Ren’s heart skipped a jagged beat. The System looked at his terminal Cystic Fibrosis—a "debuff" in its cold code—and it didn't heal him. It didn't pity Maya’s sacrifice. It simply locked the door. The fluid, the scarring, the necrosis... they were no longer an illness. They were his Base Stats.
[PLAYER INITIALIZED]
[NAME: REN VANE]
[LEVEL: 1- HUMAN]
[CLASS: UNDECLARED]
[HEALTH: 5/10]
[MANA: 10/10]
It’s over, Ren thought. The transplant list is gone. The science is gone. I’m stuck like this forever.
The oxygen concentrator sputtered and died. The silence that followed was terrifying. In the old world, the lack of supplemental oxygen would have ended him in minutes. But as he gasped, his [Energy Siphon] triggered instinctively.
[SIPHONING ENERGY FROM ENVIRONMENT]
[MANA -1(9/10)]
[1 FLUX ENERGY SIPHONED]
[CONVERTING 1 FLUX ENERGY TO 1 MANA]
[HEALTH: 10/10]
The room was full of Flux—the beds, the IV stands, the very air itself. He felt a dark, cold current rush into his chest. It didn't fill his lungs with air; it filled them with a heavy, spectral weight. He exhaled a thick, grey mist that hung in the air like a funeral shroud.
I'm still here, he realized. Maya didn't work those three jobs just for me to die today.
He reached out his good hand and grabbed the family photo from the nightstand, shoving it into the thin pocket of his hospital gown. It was the only 'asset' the System hadn't converted.
Is she okay? Is she at the diner or the warehouse? Did she pull a skill that can protect her, or is she sitting in our kitchen, staring at the same gold light?
He thought of their porch—the chipped blue paint and the way the sun hit the steps in the afternoon.
I’m twenty miles away. To a normal person, that’s a few minutes drive. To me, it’s a suicide mission. But if I stay here, Maya’s life was for nothing. She spent ten years keeping a corpse warm. I have to show her she succeeded. I have to get home.
Ren swung his legs over the side of the bed. His joints groaned, the [Status Permanence] making every movement feel like he was dragging a body through mud. He had 5 HP. He had no weapons. He had no food, and the System shop offered no water.
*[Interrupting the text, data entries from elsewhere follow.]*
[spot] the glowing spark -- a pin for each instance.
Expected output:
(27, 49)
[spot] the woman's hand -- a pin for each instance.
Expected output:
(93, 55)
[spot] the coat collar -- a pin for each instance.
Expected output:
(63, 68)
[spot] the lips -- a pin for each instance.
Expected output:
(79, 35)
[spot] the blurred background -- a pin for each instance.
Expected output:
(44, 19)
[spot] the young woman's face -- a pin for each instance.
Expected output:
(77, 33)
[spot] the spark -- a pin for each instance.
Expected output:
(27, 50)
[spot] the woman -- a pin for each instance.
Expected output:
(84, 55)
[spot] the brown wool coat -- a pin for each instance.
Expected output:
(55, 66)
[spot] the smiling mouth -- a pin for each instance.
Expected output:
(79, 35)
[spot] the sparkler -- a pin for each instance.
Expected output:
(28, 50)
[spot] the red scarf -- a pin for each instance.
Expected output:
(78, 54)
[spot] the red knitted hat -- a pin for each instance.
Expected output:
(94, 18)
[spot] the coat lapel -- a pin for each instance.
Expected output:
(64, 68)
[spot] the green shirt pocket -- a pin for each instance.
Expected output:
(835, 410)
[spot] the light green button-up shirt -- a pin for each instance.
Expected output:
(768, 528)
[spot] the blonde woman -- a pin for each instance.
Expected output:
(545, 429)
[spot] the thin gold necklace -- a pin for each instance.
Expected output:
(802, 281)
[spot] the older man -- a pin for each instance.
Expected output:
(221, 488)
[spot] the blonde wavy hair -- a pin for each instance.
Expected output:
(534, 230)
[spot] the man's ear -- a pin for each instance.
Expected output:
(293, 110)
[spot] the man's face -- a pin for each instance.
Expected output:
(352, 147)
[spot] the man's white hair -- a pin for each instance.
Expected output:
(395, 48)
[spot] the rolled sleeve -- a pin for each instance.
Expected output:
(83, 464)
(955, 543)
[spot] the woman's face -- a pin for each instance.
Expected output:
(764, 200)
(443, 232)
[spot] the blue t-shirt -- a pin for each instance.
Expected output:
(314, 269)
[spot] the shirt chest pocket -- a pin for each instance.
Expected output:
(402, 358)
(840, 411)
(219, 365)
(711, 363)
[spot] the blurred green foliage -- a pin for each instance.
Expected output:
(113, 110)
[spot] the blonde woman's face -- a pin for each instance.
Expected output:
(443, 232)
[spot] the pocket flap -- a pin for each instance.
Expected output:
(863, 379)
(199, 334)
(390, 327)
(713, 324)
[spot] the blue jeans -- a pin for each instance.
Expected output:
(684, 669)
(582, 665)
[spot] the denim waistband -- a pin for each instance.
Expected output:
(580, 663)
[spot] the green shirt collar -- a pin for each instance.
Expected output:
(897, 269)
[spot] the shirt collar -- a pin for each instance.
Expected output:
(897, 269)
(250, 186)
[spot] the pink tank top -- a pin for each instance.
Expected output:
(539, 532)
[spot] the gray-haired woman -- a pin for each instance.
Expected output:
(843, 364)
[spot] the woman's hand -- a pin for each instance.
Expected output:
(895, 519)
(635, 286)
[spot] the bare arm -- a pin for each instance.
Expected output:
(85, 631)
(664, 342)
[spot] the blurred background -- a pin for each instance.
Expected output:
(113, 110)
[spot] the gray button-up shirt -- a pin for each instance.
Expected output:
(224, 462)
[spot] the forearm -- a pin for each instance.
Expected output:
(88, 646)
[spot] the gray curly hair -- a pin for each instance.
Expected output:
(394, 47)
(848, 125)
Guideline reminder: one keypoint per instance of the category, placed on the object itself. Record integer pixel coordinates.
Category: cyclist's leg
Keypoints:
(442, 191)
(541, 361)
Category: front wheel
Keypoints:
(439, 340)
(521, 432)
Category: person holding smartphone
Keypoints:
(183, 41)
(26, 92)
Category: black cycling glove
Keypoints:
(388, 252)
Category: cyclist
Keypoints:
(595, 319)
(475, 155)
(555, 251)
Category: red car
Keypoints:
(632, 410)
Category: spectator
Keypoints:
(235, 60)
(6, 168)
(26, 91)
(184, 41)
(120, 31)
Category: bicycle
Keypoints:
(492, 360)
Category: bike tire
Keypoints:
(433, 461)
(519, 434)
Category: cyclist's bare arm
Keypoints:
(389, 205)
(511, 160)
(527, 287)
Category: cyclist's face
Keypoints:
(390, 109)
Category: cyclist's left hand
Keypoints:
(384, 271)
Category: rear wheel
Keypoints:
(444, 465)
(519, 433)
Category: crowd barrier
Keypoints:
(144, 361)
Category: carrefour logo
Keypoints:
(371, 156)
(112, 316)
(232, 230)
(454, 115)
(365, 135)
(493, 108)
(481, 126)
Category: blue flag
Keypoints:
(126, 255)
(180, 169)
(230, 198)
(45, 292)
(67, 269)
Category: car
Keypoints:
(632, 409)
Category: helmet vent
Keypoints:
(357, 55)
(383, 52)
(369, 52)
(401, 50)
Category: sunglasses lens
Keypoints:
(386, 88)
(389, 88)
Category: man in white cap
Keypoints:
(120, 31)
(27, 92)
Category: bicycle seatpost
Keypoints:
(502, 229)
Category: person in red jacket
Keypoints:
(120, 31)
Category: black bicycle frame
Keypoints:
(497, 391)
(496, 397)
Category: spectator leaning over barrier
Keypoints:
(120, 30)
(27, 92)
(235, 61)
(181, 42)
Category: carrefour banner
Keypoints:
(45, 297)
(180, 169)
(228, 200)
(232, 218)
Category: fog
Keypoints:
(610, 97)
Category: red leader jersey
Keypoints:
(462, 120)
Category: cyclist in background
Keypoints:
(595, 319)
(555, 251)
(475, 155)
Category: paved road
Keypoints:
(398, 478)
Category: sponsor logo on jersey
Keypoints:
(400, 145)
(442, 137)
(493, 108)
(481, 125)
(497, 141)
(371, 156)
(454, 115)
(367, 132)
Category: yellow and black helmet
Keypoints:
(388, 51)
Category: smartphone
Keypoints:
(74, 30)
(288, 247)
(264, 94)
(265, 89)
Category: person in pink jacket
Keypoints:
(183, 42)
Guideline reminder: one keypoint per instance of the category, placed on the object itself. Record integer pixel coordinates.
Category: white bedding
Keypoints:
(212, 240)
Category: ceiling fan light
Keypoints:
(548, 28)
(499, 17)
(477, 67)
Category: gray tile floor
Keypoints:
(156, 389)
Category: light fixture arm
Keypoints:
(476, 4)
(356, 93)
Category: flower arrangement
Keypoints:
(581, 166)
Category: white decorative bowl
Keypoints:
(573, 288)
He reached out his shriveled hand toward the electronic lock on the door. He didn't try to break it. He simply Siphoned the Flux out of it. The lock let out a pathetic digital whimper and died.
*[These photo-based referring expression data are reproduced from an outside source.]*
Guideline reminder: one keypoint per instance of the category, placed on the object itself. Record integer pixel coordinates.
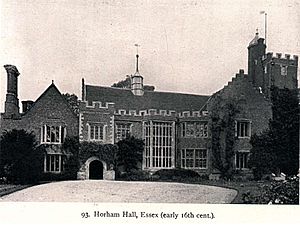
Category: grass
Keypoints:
(6, 189)
(255, 187)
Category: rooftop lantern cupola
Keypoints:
(137, 86)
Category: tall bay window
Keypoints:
(53, 134)
(159, 146)
(96, 132)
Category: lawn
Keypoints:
(241, 186)
(255, 187)
(6, 189)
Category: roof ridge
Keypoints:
(168, 92)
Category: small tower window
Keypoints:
(283, 70)
(266, 69)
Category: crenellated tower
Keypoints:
(266, 70)
(137, 86)
(256, 51)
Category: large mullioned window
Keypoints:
(53, 134)
(159, 146)
(243, 129)
(53, 163)
(241, 160)
(96, 132)
(123, 130)
(194, 158)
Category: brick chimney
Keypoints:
(12, 101)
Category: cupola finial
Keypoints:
(137, 57)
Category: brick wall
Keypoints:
(51, 109)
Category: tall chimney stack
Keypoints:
(12, 101)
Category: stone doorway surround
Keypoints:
(83, 173)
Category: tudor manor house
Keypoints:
(175, 127)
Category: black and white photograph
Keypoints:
(163, 111)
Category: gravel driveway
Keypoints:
(121, 191)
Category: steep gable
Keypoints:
(50, 104)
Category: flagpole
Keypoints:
(265, 28)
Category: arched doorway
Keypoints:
(96, 170)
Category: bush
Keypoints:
(278, 192)
(134, 175)
(21, 160)
(176, 174)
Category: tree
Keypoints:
(223, 135)
(127, 84)
(277, 150)
(72, 99)
(130, 153)
(20, 160)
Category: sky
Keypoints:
(187, 46)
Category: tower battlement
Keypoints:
(282, 58)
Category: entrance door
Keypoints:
(96, 170)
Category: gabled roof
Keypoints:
(125, 99)
(51, 86)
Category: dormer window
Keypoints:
(243, 129)
(283, 70)
(53, 134)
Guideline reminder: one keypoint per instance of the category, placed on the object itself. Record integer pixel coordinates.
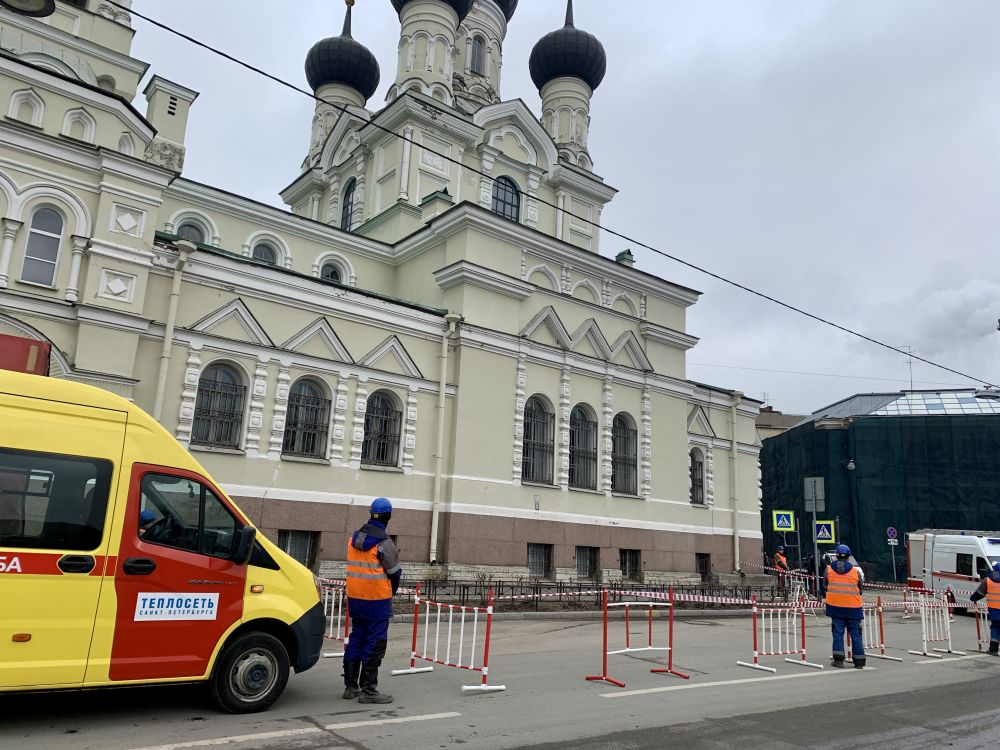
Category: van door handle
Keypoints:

[SIPHONING ENERGY FROM ELECTRONIC LOCK]
[MANA -1(9/10)]
[2 INORGANIC FLUX ENERGY SIPHONED]
[CONVERTING 2 FLUX ENERGY TO 2 MANA]
[EXCEEDED MANA CAPACITY]
[MANA: 10/10]
Ren stepped out into the hallway, a Ghost in a world of Monsters. He wasn't a hero. He wasn't a Winner. He was just a man who refused to let his sister’s sacrifice be deleted by a glitch in the universe.
Maya had bought him time. Now, he was going to spend it.